Crônica da semana: Paulo Pestana faz um retrato do Lago Paranoá
JK ainda nem havia nascido quando o botânico francês Auguste Glaziou andou por essas terras acompanhando a segunda missão Cruls e imaginou uma barragem para represar os rios e formar o que seria o Lago Paranoá. Hoje não há como imaginar a vida em Brasília sem o que o fundador chamou de “moldura líquida da cidade”.
E foi uma saga. Os norte-americanos contratados para a construção da barragem não entregaram o serviço; o escritor (e engenheiro) Gustavo Corção rogou praga dizendo que o lago nunca iria encher por causa do solo poroso — quando a água cobriu toda a área, JK enviou um sucinto e venenoso telegrama ao intelectual: “Encheu, viu?”.
O Paranoá morreu, apodrecido pelo esgoto, causando uma fedentina terrível que entrou para a história da cidade nos anos 1980, até ser despoluído. Hoje enfrenta a ameaça do assoreamento, mas ajuda na seca e contra o estresse.
Uma vez por semana, o músico César Rodrigues bota a viola no saco, esquece todas as canções e, sozinho, singra até uma misteriosa loca de onde volta com tucunarés de até quatro quilos. Já foi seguido por pescadores invejosos, mas é um ladino; artista até para despistar enxeridos.
Mas nem tudo é plácido. Velho amigo, a quem passo a chamar de sr. W., aceitou o convite cheio de malícia de um camarada que há tempos perseguia uma jovenzinha. O problema é que havia também uma amiga e, sabe como é, alguém tinha que tirar a vela da mão dela.
— Deve ser uma baranga, reagiu Sr. W., desconfiado como um gato ladrão.

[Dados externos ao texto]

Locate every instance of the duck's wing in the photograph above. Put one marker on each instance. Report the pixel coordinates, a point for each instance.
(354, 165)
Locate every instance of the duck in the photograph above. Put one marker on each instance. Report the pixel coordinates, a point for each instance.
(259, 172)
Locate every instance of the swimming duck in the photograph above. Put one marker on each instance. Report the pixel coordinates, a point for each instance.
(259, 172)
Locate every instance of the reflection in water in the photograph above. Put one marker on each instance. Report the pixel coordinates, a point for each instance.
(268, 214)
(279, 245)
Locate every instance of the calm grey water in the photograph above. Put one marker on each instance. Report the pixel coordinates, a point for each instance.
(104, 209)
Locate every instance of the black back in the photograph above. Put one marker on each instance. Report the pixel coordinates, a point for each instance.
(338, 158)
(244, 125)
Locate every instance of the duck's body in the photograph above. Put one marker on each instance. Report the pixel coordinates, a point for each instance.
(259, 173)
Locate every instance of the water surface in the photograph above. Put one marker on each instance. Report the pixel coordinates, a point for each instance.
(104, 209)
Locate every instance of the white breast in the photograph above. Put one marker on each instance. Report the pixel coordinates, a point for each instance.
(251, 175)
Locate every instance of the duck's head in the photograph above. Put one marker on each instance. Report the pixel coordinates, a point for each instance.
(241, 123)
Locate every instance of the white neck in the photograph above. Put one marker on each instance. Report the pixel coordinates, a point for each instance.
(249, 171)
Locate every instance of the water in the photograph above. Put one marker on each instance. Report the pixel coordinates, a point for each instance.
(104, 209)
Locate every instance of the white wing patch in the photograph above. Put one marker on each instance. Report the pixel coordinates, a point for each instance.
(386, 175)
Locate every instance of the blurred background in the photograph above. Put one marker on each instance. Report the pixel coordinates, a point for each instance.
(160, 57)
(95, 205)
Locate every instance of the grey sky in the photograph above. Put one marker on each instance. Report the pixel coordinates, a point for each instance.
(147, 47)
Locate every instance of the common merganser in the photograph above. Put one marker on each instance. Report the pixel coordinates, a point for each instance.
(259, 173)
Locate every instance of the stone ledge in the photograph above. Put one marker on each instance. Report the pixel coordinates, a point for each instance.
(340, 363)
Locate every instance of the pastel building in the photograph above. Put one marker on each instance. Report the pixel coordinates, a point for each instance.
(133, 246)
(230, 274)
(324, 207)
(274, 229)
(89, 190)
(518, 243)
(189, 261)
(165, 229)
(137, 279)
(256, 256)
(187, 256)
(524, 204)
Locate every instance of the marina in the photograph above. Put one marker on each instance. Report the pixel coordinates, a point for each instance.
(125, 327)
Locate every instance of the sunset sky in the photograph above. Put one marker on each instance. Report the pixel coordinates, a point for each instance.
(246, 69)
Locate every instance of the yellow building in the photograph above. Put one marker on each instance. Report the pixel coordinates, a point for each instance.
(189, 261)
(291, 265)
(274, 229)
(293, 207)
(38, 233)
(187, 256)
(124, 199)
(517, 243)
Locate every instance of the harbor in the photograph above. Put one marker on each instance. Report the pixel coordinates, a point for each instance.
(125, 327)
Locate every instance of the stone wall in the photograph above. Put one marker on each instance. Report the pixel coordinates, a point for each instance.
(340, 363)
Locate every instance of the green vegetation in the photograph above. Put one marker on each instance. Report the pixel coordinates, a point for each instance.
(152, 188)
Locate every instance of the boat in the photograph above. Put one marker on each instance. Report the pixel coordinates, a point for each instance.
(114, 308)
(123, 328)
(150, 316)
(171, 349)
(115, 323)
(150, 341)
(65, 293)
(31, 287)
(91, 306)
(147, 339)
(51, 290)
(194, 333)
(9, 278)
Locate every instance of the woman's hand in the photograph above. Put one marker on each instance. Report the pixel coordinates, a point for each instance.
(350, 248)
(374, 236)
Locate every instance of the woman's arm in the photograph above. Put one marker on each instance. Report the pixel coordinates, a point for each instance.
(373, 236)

O camarada garantiu que não, e lá foram os dois. A moça tinha encantos e foram os quatro para a lancha — sim, o encontro era um passeio ao luar, no Paranoá. Numa noite sem lua. Noite alta, o camarada apertou a moça de mau jeito, quando encostaram no acelerador da lancha, que deu um pulo e foi lago adentro.
O sr. W. ficou. Foi arremessado na água e viu a lancha sumir na escuridão. Sentia os sapatos de cromo alemão pesando toneladas, o relógio Hublot novinho parecia uma âncora insistindo para ir ao fundo e a água gelada entrava por todos os poros.
O bom preparo físico o mantinha à tona, mas os minutos são inexoráveis. Mr. W pensava nos filhos, no que tinha deixado por fazer e, principalmente, nos inimigos: o que diriam eles no obituário no jornal do dia seguinte?
O camarada deu a volta para procurar o náufrago, mas nada via. A luz da lanterna só achava breu. sr. W. não ouvia mais o motor da lancha, desligado pelo prudente camarada para evitar o perigo das pás girando. Uma luz que ninguém sabe de onde veio foi refletida pelo vidro da lancha e Sr. W. juntou o restinho das forças — já fazia mais de meia hora que havia caído — berrou e bateu os braços freneticamente.
Resgatado, mantinha o relógio e os pesados sapatos no pé. Ele explicou:
— Se era pra morrer, que fosse, pelo menos, arrumadinho.